L’État et les partis de l’islam politique ont joué ensemble une même partition mais ils ont surtout joué avec le feu. L’aventure des Taliban, venus du Pakistan en 1994 pour s’imposer en Afghanistan, a mal tourné. Leur défaite, après le 11 septembre 2001, a eu un effet boomerang dans le nord du Baloutchistan et dans les zones tribales pachtounes de la frontière où ils se sont repliés et réorganisés avant de reprendre les offensives en Afghanistan. Pire encore, dans l’agence tribale du Waziristan, les Taliban pakistanais les plus extrémistes de la tribu Mehsud ont créé le Tehrik-i-Taliban-Pakistan (TTP), le plus puissant et le plus efficace réseau terroriste régional. L’acte officiel de naissance du TTP date de décembre 2007, mais c’est en réalité depuis 2005 qu’il attaque sans relâche toutes les structures de l’État pakistanais, partout dans le pays, en représailles du ralliement du président Pervez Musharraf à l’Amérique de Georges W. Bush et l’engagement de l’armée pakistanaise dans les zones tribales en avril 2004. Le TTP n’impose pas seulement sa loi de fer et de feu dans toute la province pachtoune du nord-ouest, il n’attaque pas seulement l’armée, la police et les convois de l’otan, mais il s’en prend aussi aux magistrats, aux élites politiques [22] et à tous les lieux de culte qui ne sont pas dans la droite ligne de l’islamisme sunnite le plus puritain, c’est-à-dire les mosquées et mausolées chiites et soufies partout dans le pays, de Peshawar à Lahore, d’Islamabad à Karachi, de Quetta à Multan. Pour un simple aperçu de l’efficacité mortifère du TTP, notons qu’entre octobre 2009 et octobre 2010, 88 attentats suicides ont fait 1 790 morts [23] dans la population civile (soit 20 morts par attentat et 150 par mois en moyenne). Ce chiffre ne tient évidemment pas compte des combats quotidiens entre insurgés et armée, et des bombardements aériens de zones sensibles. En tout, ce qu’il faut bien appeler une guerre a fait près de 12 000 morts entre août 2008 et juillet2009 [24].
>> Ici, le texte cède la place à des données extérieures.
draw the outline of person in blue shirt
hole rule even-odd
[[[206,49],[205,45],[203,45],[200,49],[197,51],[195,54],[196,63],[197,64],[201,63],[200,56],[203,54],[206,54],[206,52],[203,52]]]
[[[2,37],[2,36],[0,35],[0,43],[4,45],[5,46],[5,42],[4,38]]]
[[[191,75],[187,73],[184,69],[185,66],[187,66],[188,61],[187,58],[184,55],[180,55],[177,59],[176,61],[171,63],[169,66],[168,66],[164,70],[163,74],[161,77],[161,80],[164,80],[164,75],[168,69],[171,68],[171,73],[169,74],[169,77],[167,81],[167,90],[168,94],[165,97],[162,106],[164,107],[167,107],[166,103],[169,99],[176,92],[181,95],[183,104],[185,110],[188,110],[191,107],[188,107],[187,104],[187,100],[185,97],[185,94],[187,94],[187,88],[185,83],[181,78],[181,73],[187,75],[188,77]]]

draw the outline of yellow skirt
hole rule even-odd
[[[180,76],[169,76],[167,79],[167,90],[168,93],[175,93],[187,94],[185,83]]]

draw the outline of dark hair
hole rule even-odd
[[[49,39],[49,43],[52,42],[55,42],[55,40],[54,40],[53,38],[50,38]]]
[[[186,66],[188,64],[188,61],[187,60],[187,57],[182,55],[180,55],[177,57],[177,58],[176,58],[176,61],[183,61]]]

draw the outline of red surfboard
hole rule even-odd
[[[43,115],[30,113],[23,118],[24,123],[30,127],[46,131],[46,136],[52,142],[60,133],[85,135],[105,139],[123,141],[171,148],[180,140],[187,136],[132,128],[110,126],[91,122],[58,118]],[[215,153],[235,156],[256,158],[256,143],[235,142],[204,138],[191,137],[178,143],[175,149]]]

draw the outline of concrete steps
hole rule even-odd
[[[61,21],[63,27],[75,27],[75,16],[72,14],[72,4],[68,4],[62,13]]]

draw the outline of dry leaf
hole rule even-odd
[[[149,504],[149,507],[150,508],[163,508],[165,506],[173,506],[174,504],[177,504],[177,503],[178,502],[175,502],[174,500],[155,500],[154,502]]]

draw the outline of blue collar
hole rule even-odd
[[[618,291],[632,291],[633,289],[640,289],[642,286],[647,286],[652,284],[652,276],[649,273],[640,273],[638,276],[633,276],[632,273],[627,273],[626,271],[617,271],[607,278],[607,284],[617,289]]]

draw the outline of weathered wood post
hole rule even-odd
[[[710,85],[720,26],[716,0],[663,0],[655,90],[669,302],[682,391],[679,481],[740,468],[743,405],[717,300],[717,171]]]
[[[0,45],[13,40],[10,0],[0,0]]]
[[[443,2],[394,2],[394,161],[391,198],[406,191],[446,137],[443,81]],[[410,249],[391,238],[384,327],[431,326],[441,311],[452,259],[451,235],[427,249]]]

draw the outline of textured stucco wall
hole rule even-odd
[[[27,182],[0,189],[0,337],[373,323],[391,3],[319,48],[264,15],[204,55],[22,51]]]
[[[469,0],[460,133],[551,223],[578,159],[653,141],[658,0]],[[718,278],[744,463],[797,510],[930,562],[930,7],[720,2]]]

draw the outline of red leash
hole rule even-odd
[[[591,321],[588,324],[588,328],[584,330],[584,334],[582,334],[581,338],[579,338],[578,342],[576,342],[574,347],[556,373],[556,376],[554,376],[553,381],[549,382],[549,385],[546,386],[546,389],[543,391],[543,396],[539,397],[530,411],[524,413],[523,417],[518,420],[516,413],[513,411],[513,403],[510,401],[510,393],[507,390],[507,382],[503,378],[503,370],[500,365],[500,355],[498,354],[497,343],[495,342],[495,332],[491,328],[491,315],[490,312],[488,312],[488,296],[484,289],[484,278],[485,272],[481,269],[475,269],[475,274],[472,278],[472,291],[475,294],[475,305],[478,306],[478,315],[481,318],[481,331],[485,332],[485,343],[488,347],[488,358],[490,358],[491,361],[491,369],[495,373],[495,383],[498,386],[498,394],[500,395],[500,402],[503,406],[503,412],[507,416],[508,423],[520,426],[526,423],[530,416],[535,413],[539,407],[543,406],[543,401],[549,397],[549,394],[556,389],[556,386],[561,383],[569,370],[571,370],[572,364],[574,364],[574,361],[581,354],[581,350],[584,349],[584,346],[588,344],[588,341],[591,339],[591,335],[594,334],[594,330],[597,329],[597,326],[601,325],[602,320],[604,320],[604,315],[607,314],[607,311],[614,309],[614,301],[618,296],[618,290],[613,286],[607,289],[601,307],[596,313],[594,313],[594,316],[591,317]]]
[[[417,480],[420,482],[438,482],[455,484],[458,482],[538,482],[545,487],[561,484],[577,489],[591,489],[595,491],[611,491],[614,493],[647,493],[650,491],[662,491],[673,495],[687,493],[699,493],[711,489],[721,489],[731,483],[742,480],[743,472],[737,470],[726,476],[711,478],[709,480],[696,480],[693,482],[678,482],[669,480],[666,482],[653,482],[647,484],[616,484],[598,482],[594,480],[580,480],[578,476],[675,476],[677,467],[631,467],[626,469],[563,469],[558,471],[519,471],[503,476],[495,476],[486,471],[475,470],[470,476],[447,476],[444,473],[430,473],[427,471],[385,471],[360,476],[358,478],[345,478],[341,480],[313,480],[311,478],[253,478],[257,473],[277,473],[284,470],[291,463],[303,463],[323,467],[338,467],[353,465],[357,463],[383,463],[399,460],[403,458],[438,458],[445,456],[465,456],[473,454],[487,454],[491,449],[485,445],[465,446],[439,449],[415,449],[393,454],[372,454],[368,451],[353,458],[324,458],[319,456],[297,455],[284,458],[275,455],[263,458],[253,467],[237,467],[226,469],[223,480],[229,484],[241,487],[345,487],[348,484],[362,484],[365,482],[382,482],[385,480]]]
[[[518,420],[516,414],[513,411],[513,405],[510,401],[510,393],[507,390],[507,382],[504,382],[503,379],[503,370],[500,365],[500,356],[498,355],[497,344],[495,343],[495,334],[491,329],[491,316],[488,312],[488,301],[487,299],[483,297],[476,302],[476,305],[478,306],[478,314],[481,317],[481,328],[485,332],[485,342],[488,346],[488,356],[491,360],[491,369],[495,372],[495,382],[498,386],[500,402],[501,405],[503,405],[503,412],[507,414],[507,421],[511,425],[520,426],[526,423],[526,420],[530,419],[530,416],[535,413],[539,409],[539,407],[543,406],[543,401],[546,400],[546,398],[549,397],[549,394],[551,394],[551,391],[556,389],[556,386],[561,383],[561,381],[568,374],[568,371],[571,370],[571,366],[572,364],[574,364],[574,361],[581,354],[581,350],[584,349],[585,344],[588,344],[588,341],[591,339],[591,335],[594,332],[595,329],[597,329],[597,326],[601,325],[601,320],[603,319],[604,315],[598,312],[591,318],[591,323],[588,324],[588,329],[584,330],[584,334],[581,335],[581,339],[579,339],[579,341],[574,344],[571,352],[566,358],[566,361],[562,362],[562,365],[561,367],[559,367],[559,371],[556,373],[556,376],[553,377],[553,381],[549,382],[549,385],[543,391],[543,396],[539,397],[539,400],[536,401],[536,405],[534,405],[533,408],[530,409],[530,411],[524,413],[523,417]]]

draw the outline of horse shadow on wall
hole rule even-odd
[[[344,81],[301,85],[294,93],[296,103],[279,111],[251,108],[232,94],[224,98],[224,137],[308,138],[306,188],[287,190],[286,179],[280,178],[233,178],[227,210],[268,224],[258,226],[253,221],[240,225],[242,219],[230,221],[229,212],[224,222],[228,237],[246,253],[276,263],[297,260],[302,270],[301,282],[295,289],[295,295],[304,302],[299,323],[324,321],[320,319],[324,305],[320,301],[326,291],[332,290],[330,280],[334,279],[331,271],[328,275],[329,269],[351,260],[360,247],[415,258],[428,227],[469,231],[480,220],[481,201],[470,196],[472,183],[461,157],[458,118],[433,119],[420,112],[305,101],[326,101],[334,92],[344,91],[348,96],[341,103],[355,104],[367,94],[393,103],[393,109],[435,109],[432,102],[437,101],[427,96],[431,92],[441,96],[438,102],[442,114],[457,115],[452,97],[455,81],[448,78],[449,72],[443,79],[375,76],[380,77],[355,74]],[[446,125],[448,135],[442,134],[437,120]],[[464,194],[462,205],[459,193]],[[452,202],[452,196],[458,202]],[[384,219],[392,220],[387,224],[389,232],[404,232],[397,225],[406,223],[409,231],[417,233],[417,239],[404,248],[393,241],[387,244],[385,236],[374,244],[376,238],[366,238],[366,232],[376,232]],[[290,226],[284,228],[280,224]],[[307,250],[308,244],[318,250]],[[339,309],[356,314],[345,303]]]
La population du Pakistan n’en peut plus ! L’État ne contrôle plus les forces du djihad qu’il avait mises à l’œuvre avec l’aide de l’armée et des partis de l’islam politique. S’il y avait eu une toute petite chance de réussir à faire naître un sentiment national islamique autour de quelques causes communes, c’est raté, d’autant qu’une crise structurelle de l’économie et les inondations sans précédent de cette année, creusent encore la profondeur du désespoir populaire. De cet échec de l’islam comme ferment d’une nation nouvelle sous le drapeau du même État, découle ipso facto le retour à des identifications nationales séculières et très anciennes, voire à des luttes nationalistes. Mises à part les causes sindhies, seraïkis et baloutches que nous avons déjà citées, cela nous ramène, pour fermer la boucle de cette analyse régionale, au nationalisme pachtoun qui est le véritable enjeu entre Afghanistan et Pakistan, soit pour une sortie de crise, soit au contraire pour une balkanisation dont on n’ose imaginer les conséquences !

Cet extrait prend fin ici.